Reasons to Love and Hate ZFS

So yesterday – inspired by Chris Gerhard – I installed my own homebrew take a snapshot every 5 minutes script on my shiny new home NAS box. Everything has been going swimmingly, so I decided to cut-over from my old striped-external-disk solution on the iMac, to the new 2.5Tb RAID-Z on the Solaris box.

After all, what could possibly go wrong?

So: yesterday I copied-over the entire iMac data store – nearly 500Gb – to the AMD’s ZFS filesystem and snapshotted it for good measure, independent of the script.[0] Then – and this is where I really goofed – I erased and reformatted the old iMac RAID array.

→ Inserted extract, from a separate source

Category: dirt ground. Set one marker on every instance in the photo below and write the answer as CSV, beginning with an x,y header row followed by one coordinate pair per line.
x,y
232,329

So it was karma this morning when I awoke to find a moderately wedged Solaris box, and skimmed through the /var/adm/messages file to find:

(heavily edited for repetitititition)

Sep 13 05:33:15 suzi scsi: [ID 107833 kern.warning] WARNING: /pci@0,0/pci-ide@d,1/ide@0 (ata4):
Sep 13 05:33:15 suzi timeout: abort request, target=0 lun=0

Sep 13 05:33:16 suzi scsi: [ID 107833 kern.warning] WARNING: /pci@0,0/pci-ide@d/ide@1 (ata3):
Sep 13 05:33:16 suzi timeout: abort request, target=0 lun=0

Sep 13 05:33:16 suzi scsi: [ID 107833 kern.warning] WARNING: /pci@0,0/pci-ide@d/ide@0 (ata2):
Sep 13 05:33:16 suzi timeout: abort request, target=0 lun=0

Sep 13 05:33:16 suzi gda: [ID 107833 kern.warning] WARNING: /pci@0,0/pci-ide@d,1/ide@0/cmdk@0,0 (Disk2):
Sep 13 05:33:16 suzi Error for command ‘write sector’ Error Level: Informational
Sep 13 05:33:16 suzi gda: [ID 107833 kern.notice] Sense Key: aborted command
Sep 13 05:33:16 suzi gda: [ID 107833 kern.notice] Vendor ‘Gen-ATA ‘ error code: 0×3

Sep 13 05:33:16 suzi gda: [ID 107833 kern.warning] WARNING: /pci@0,0/pci-ide@d/ide@1/cmdk@0,0 (Disk1):
Sep 13 05:33:16 suzi Error for command ‘write sector’ Error Level: Informational
Sep 13 05:33:16 suzi gda: [ID 107833 kern.notice] Sense Key: aborted command
Sep 13 05:33:16 suzi gda: [ID 107833 kern.notice] Vendor ‘Gen-ATA ‘ error code: 0×3

Sep 13 05:33:16 suzi gda: [ID 107833 kern.warning] WARNING: /pci@0,0/pci-ide@d/ide@0/cmdk@0,0 (Disk4):
Sep 13 05:33:16 suzi Error for command ‘write sector’ Error Level: Informational
Sep 13 05:33:16 suzi gda: [ID 107833 kern.notice] Sense Key: aborted command
Sep 13 05:33:16 suzi gda: [ID 107833 kern.notice] Vendor ‘Gen-ATA ‘ error code: 0×3

Sep 13 05:40:06 suzi fmd: [ID 441519 daemon.error] SUNW-MSG-ID: ZFS-8000-GH, TYPE: Fault, VER: 1, SEVERITY: Major
Sep 13 05:40:06 suzi EVENT-TIME: Thu Sep 13 05:40:06 BST 2007
Sep 13 05:40:06 suzi PLATFORM: System Product Name, CSN: System Serial Number, HOSTNAME: suzi
Sep 13 05:40:06 suzi SOURCE: zfs-diagnosis, REV: 1.0
Sep 13 05:40:06 suzi EVENT-ID: 5ad39b52-c2e7-6d53-b937-d43694ed2568
Sep 13 05:40:06 suzi DESC: The number of checksum errors associated with a ZFS device
Sep 13 05:40:06 suzi exceeded acceptable levels. Refer to http://sun.com/msg/ZFS-8000-GH for more information.
Sep 13 05:40:06 suzi AUTO-RESPONSE: The device has been marked as degraded. An attempt
Sep 13 05:40:06 suzi will be made to activate a hot spare if available.
Sep 13 05:40:06 suzi IMPACT: Fault tolerance of the pool may be compromised.
Sep 13 05:40:06 suzi REC-ACTION: Run ‘zpool status -x’ and replace the bad device.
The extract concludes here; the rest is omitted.